Today I passed by Yonghui Supermarket and saw that Panggedai has really screwed over Yonghui Supermarket. Pang Donglai attributes its success to sincerity and love, which is the biggest lie in business; Yonghui Supermarket learned this set and was truly fooled. Yonghui's customer flow is pitifully low, so what’s the point of offering quality service? It only increases costs without any way to recover them.


The essence of Pang Donglai is a non-typical retail complex with extremely high product turnover, very low loss rates, and regional monopoly pricing power. Its success has never been due to warmth.
Traditional supermarket gross profit margins are usually around 20%. Pang Donglai’s reported gross profit margin does not significantly surpass the industry average. What really makes it earn big money is its far superior capital efficiency compared to peers.
Relying on high turnover and low inventory, the essence of retail is a game of capital efficiency. Standard products in traditional supermarkets sit on shelves for 30 to 45 days before selling, incurring very high capital costs. Pang Donglai, with huge customer flow, has extremely short product turnover days, with many hot-selling items turning over daily or even hourly.
Assuming both have a gross profit margin of 20%, Yonghui’s capital turns over 6 times a year, while Pang Donglai turns over 20 times. The same principal, Pang Donglai can generate a total gross profit of 400% in a year, while peers only 120%. With a large cash flow source, cash direct procurement lowers prices.
High turnover → low purchase price → high wages → high service → more customer flow
Pang Donglai’s DL series, craft beer, baked goods, juice. Contribute 30% of sales but far more than 30% of profit. Cutting out middlemen and adding trust premiums, these private brands have gross profit margins higher than 20%.
So its business logic has never been about sincerity for market share, but trust = premium + high turnover = capital efficiency crushing competitors.
Why Yonghui can’t learn
By 2025, Yonghui will lose 2.55 billion yuan, with a five-year cumulative loss approaching 12 billion yuan, and an asset-liability ratio of 88.96%. It’s not that they aren’t trying; they’ve adjusted 284 stores and closed 381, with significant effort.
But no matter what, they can’t use the gross profit from vegetable markets to bear the service costs of luxury goods.
Core commercial districts in first-tier cities have rents 5 to 8 times higher than in Xuchang.
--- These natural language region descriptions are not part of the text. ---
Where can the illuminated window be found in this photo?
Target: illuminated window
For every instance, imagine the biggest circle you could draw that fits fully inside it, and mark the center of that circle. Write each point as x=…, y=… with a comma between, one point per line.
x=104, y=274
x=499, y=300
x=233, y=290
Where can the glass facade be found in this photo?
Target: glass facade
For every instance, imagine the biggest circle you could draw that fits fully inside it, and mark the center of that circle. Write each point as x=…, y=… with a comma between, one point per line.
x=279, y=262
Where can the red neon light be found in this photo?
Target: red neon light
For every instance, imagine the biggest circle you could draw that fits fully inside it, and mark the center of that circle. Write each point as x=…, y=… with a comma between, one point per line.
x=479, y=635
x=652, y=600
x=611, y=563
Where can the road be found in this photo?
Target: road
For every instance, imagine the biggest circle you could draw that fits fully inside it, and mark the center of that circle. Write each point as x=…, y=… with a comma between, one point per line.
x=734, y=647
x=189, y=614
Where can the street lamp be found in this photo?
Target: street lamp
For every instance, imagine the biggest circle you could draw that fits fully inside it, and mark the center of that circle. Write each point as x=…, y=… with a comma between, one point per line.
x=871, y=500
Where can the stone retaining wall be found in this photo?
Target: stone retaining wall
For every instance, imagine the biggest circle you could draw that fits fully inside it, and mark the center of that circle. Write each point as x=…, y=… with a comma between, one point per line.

Pang Donglai owns its properties, but its customer flow density is far lower than Pang Donglai’s. Just this cost difference is tenfold; reaching break-even requires ten times the effort. Slow turnover leads to increased fresh produce loss; higher loss eats into net profit. Yonghui is stuck in a quagmire of slow turnover + high loss + high rent.
Even more brutal is that it learned the surface—high wages, shortened operating hours, no-reason returns and exchanges—
but didn’t learn the core—low rent + ultra-high customer flow-driven rapid turnover + trust premiums supporting private brand pricing power. Forcibly increasing labor and service costs outside of financial models will inevitably cause cash flow to dry up instantly.
Yonghui’s dilemma isn’t a lack of sincerity; it’s fundamentally incompatible with its financial model.